テレビのインタビューなどで「~かなと思う」という表現をよく耳にする。決して「~と思う」「~だと思う」と断定して言わずに、半疑問文の形で話す人が圧倒的に多い。多分自分の意見に自信がないからだろう。これは欧米のようにディベートの訓練をされてこなかったせいだろう。特に女性に多いような気がするが、男性でもかなりいる。むしろ「~だと思う」とはっきり自分の意見を述べる人は皆無だといってもいいように思える。日本の国語教育はダメだなと思う。

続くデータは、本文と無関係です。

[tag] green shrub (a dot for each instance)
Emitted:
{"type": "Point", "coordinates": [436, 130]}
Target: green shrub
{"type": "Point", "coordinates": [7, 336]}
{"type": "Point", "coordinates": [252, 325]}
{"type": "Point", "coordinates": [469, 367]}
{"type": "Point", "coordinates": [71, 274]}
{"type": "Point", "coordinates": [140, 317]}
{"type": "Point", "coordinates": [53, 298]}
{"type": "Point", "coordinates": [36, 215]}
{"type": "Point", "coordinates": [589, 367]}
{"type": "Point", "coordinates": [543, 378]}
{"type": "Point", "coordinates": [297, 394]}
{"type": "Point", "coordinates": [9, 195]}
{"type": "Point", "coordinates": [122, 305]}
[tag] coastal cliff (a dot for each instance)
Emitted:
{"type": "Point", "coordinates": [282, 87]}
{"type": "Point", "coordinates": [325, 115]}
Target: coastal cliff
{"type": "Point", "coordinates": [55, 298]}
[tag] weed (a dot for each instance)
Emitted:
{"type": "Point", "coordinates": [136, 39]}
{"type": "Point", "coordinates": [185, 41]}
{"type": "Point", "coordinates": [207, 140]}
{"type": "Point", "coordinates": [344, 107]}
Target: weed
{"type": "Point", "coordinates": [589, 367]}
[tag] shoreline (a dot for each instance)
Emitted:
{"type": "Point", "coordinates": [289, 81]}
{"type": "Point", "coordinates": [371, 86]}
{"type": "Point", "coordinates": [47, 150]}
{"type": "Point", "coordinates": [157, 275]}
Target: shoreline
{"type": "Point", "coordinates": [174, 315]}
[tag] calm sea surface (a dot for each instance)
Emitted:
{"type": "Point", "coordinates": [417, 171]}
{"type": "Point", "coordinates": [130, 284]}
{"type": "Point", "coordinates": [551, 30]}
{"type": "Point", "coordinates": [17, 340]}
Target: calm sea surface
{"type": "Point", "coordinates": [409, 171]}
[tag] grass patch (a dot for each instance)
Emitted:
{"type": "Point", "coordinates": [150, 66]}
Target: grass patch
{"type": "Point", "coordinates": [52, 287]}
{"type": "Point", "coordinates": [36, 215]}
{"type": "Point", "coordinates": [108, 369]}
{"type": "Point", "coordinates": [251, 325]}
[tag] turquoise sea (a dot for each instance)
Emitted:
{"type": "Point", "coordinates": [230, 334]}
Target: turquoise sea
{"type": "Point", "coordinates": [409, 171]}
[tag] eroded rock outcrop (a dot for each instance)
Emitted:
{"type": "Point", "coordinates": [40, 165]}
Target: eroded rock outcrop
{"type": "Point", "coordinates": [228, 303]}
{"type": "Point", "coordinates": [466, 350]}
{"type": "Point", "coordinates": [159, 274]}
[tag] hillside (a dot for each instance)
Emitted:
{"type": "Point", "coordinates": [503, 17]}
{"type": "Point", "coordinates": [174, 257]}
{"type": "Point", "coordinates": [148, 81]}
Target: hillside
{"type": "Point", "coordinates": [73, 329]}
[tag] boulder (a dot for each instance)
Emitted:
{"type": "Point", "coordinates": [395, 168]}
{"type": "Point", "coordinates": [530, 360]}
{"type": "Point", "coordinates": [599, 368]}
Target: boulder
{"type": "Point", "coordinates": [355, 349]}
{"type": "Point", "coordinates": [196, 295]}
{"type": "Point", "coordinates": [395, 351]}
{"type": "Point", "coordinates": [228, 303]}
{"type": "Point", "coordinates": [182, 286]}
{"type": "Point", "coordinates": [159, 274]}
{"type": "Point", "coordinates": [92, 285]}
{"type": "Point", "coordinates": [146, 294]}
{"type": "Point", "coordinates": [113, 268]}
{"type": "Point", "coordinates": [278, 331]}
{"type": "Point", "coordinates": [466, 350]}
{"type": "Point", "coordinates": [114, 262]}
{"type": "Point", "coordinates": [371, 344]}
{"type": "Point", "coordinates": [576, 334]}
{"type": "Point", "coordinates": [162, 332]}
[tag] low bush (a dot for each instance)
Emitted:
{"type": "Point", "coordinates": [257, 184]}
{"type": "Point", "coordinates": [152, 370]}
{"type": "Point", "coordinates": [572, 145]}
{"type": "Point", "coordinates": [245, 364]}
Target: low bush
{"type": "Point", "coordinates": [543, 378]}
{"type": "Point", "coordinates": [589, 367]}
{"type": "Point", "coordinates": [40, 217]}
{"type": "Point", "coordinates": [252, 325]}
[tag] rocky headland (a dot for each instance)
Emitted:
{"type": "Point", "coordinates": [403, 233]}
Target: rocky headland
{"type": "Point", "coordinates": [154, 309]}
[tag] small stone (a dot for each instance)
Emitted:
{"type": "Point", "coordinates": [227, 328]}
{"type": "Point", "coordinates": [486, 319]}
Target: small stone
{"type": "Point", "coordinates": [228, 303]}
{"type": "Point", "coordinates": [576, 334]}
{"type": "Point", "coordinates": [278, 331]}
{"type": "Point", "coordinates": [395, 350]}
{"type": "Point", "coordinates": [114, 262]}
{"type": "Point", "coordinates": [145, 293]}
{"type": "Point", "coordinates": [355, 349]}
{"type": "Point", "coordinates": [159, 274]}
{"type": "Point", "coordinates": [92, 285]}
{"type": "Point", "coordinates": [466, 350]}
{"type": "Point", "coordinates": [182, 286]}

もうひとつ気なる表現。「~させていただきます」という表現が多すぎる。たぶん「させていただく」という言葉は謙譲語であることを知らないのだろう。例えば、電車の車掌が「ドアを閉めさせていただきます」という使い方は間違い。乗客に対してへりくだっている意味では許せないこともないが、ここは「ドアを閉めます」が正しい。謙譲語はもともと相手や第三者の許可を受けて行う場合に使う言葉(目上の者が目下の者に対して使う場合もあるが、ここではのぞく)であって、車掌がいちいち乗客の許可を受けてドアを閉めるわけではないから間違いということになる。
自分のことを振り返ってみると、国語が必修だった小・中・高を通じてこのような正しい国語の教育を受けたことはないことに思い当たる。日本の国語教育はなってないと思わないわけにはいかない。そして、このような表現を聞くたびに嫌だなと思う。